Like ten years ago, we're looking at a big major next generation version of Windows, code-named Longhorn, which promises many new technologies. Among them is WinFS, a new storage layer that integrates not only file data, but other data (XML, Relational) as well. One video talks about how Outlook Express (Longhorn) uses WinFS to store mail messages, using a common public schema, and how other applications might be written to query that data without going through Outlook Express. Since there's a public schema, other mail applications (Eudora, ThunderBird) could, in theory, store their messages in Longhorn in the same way and all queries against that data would work regardless of the mail client used to retrieve them. Other interesting examples I've seen of Longhorn technologies includes this screen shot of communications history with a contact, where all calls, chats, and e-mail messages with an individual are displayed. This is stuff that was once in the land of big Information Managers but is now coming to the general desktop for system wide use.
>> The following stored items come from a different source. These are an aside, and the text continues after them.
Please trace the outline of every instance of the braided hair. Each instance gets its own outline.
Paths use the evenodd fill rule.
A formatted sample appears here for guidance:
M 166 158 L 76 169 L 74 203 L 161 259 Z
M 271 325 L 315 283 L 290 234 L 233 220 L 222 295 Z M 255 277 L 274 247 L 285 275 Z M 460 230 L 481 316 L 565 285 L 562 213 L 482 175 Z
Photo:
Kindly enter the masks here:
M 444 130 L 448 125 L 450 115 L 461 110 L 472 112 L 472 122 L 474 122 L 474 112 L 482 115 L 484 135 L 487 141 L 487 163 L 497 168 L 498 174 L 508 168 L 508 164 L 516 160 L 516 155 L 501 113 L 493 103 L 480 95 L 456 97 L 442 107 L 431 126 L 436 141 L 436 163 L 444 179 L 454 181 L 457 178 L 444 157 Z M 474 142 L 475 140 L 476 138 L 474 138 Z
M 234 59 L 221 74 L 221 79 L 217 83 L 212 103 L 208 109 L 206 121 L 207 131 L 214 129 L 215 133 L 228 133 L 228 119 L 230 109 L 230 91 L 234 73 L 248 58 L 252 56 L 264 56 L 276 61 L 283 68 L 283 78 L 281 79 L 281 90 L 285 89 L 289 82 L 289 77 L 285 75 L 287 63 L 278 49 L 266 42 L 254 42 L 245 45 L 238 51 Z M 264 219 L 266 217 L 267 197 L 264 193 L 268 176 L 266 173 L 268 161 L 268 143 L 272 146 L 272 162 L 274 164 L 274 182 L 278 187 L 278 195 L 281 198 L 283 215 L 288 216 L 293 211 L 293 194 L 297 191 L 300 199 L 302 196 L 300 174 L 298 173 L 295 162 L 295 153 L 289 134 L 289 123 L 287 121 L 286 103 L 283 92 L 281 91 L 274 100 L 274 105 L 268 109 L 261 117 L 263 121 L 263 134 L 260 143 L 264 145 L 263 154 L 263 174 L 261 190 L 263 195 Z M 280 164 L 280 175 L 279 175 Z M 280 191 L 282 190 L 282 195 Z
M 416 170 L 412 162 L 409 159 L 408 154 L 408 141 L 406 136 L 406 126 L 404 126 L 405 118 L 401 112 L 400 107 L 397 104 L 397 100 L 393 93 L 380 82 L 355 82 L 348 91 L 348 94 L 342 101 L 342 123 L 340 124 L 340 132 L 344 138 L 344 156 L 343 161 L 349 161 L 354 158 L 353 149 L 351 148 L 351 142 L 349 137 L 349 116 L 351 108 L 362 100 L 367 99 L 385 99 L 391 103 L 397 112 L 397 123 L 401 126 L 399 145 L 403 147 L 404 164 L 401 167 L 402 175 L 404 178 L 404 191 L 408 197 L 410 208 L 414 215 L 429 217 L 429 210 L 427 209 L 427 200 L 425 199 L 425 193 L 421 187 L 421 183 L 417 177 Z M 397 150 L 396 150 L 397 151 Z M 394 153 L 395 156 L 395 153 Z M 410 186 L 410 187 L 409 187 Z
Things have not been quiet over at Apple either. Apple hired Dominic Giampaolo, whose self admitted claim to fame is writing the Be File System (his excellent book about the BFS and file system design is available free in PDF form now), which caused much speculation about the effects that would have on Apple's file system, storage, and search technologies. The effects first showed up in Mac OS X Server 10.2.x with journaling, which is now a default feature of Mac OS X 10.3. But we were still wondering if a smarter system wide search technology was coming. There have been hints of it. iTunes seems to drive a lot of Mac OS X now - Steve Jobs likes to say "and bla bla bla, just like in iTunes!". In Mac OS X 10.3, a fast search bar was added to the new metallic Finder windows, showing fast search results "just like in iTunes!". As I watched this feature be shown, I wondered when we'd see something like 'Smart Playlists' - dynamic collections based on a search criteria that update automatically.

It's finally coming, as long hoped and wished for, in Mac OS X 10.4, also known as Tiger, using a new search system called spotlight. Spotlight combines file searches, full content index, and metadata searching (extensible via plug-ins) to find its results. The system wide search shows top results in a menu-like widget, which can be expanded to a full window with a wide array of sorting and grouping functions. The spotlight technologies can be used inside of applications, or extended with importers, to create a flexible system. As someone who keeps notes in a variety of applications, such as OmniOutliner, NoteTaker, and occasionally in sticky notes and plain/rich text files, I've long been wanting to be able to search all of those files for a particular project whenever I'm in a brainstorming meeting and have that "I've thought about this before!" moment. At the home studio, where audio files can sometimes branch wildly out of control, I've long wanted smart folders to help me keep track of recent works, or to find all files I've labeled 'Go!' or 'Possible?' when I'm putting together plans for a show or release. Current search features in Mac OS X 10.3 allow me to do this sort of query, but I have to do it manually every time - I can't even save the search criteria! But finally, in Tiger, I can.

What I don't understand is - why did it take so long to get to this point if there were practical implementations and desires for it ten years ago?